Os posts de seu blog refletem seus interesses variados, muitas vezes citando Bob Dylan, Charles Bukowski, Jean-Paul Sartre, Friedrich Nietzsche e até mesmo o comportamento sociável de seus amados bonobos, a espécie de primata que é o parente mais próximo do ser humano no reino animal. Hugh cultiva a aparência pálida e desgrenhada de quem passou entre 12 e 14 horas por dia sentado em frente a um computador nos últimos 10 anos. Mas Hugh não é um recluso. Seu espírito alegre e gregário e sua adesão quase religiosa aos princípios de reciprocidade e troca o tornam um adepto por excelência do trabalho colaborativo e em rede. Ao abraçar os costumes de Barcelona (fala fluentemente o catalão), criou também sua própria rede de apoio entre donas de casa de meia-idade, algumas das quais já o hospedaram em sua peregrinação de endereço em endereço.

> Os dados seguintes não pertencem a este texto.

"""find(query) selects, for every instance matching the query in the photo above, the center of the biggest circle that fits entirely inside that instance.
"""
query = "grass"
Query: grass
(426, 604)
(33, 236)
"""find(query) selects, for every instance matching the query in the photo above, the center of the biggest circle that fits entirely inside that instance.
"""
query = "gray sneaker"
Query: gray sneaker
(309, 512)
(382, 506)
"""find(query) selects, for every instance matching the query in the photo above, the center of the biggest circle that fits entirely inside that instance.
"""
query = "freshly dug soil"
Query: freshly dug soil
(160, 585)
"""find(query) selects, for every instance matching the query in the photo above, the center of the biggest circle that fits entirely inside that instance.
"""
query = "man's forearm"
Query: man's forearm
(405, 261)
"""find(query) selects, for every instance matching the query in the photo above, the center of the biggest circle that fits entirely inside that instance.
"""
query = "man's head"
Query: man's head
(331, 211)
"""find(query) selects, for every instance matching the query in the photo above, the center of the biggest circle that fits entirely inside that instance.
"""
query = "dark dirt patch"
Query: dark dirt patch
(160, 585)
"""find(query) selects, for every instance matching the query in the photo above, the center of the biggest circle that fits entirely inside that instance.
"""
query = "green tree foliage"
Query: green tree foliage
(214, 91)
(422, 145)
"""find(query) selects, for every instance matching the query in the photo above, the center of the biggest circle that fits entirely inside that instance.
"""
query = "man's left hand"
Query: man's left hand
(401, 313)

Atualmente, vive em uma fazenda num vilarejo de 60 habitantes no norte da Espanha, de onde escreve para uma série de blogs – entre eles, "A Fistful of Euros Global Economy Matters", e outros mais especializados, dedicados às economias de países como Japão, Hungria, Letônia e Grécia. Acima de tudo, porém, o que mais faz é ler e pensar. "Na Idade Média, curiosidade em excesso era considerada pecado", e a observação vem acompanhada de outra risada. "Mas, com a internet, sinto que posso fazer aquilo de que gosto. O que, por sua vez, me faz sentir que posso, realmente, fazer alguma coisa."